Friday, February 26, 2010

What is "Competitive?"

While perusing the following thread at Bell of Lost Souls, I came across:

http://www.lounge.belloflostsouls.net/showthread.php?t=5454

There are a lot of threads just like this, but the comments by "Melissa" entered the realm of interest for me with this post.

Melissa: competitive players on average care nothing about balance except where their own side is weaker, and they frequently set out to ruin every game they play (example, whining about allowing one to select more than twelve units at a time in Starcraft 2).

and later,

Melissa:
To me, a competitive player is usually one who is hardcore into tournaments, powergaming and takes every single advantage without remorse or regret.



My reply pretty much summarizes a lot of my stance:

Melissa, you're referring to an asshat, not a competitive player. Being competitive is the OPPOSITE of a sin. A tournament by definition is a COMPETITION. If you are not competitive, you should not attend.

Asshats are people who take every advantage at the expense of sportsmanship, good fun, and fair competition.

If you go to a tournament and are not attempting to win your games, why are you going? I have yet to meet someone who has fun when their opponent ****s around all game and doesn't care about the game at all.


Competitive simply = sportingly attempting to win to the best of your ability. This includes understanding and utilizing the rules of the game (notice: not abusing).

Asshat = well, being an asshat.

There's an enormous breadth of people in the hobby, especially the internet, who seem hellbent on changing the definition of the word "Competitive" into something foul and uncouth. It is far from it.

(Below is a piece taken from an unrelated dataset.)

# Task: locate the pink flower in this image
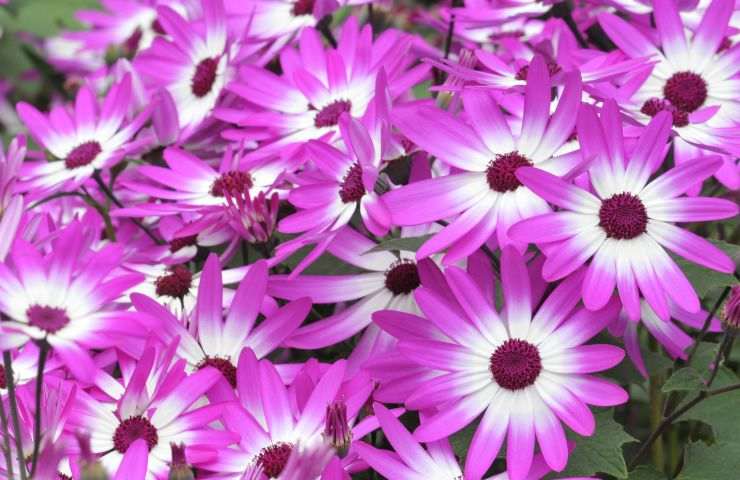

In general, one of my pet peeves - that my friends know all too well - is the branding of various playstyles or army build styles as "bad."

I think this generally falls into it as well.

1) There are players out there who do not care much for painting their armies, or for being sporting beyond playing by the rules of the game fairly. I think they're fine to play this way.

2) There are players out there who barely know the rules, but build and paint gorgeous and perfectly-themed armies. I think they're fine to play this way.

3) There are players out there who enjoy building competitive lists, painting them to a solid standard, having fun while playing, and winning when possible and within the rules of the game and a sporting attitude.

4) There are players out there who enjoy breaking the rules anytime they can, as a result of their opponent's ignorance, and who subsequently enjoy talking total crap about how awful their last victim in a tournament was. I think these people play reprehensibly.

5) There are players out there who bring well-painted armies that follow a very set theme, and then spend half their time bitching about #1 and #3 above. They say that they are just "hardcore competitive" types or that they don't like to have fun, or that they don't know what the hobby is all about. I think these people are reprehensible.

Sensing a theme? EVERYONE should compete who comes to a tournament, and in fact everyone does. They compete for the sake of competing (sportsmanship), they compete to win (best general and overall), they compete via their artistry (painting, conversion), or they compete via their imagination (fluff, theme, creativity).

The onus is on the tournament organizer to make sure it is clear exactly what type of competition is going on - will painting have a bearing on overall, will sportsmanship be judged, etc. - but the onus is on the players to only attend if it is an event that suits their own preferences.

If you attend and behave like #4 or #5 above, the fault lies entirely with you. It is not your opponents' responsibility to play the game the way YOU think it should be played. One of the wonderful things about Warhammer 40,000 is that it is so deep in terms of enjoyment styles and levels. You can play the very best lists and compete to win games, or you can play balanced lists and try to prove that they are better than "netlists," or you can paint gorgeous armies that compete for awards in such a category as painting or conversion scores, or you can bring a really cool and thematic list, compete with it and hope it does well. You can even do all of the above at once, or a combination of some.

What you can do, but should not do, is shit all over the people who do one of the above but simply do it differently from you. I played in a tournament the other day, and in the final round went up against a person using a non-optimized Tzeentch list that he'd done well with all day - made it to the final table. While I beat him, it was barely. What kind of a whore would I have been to pre-game diss on him for not bringing a "perfectly optimized list." Meanwhile, he was nothing but complimentary of my painted (decently) 5vendetta+straken+meltavet guard list. It was a great game, b/tween two players with subtly different means of enjoying a game. I barely won.

More players should be like that. I would love to run into more people who paint and convert BRILLIANT armies (as his was) and yet are able to tolerate other players competing as they wish, than continue to see - across the internet and the hobby - players who angrily exclude and excoriate play styles and preferences different from their own.


As an impending host of a tournament, it will naturally be my intent to create an event that caters to #'s 1-3 above (and all the subsets I'm not referencing), but certainly does NOT cater to the latter two.

1 comment:

  1. This is pretty much how I feel, MVB. It would be great to see all types of gamers/hobbyists enjoy the game together.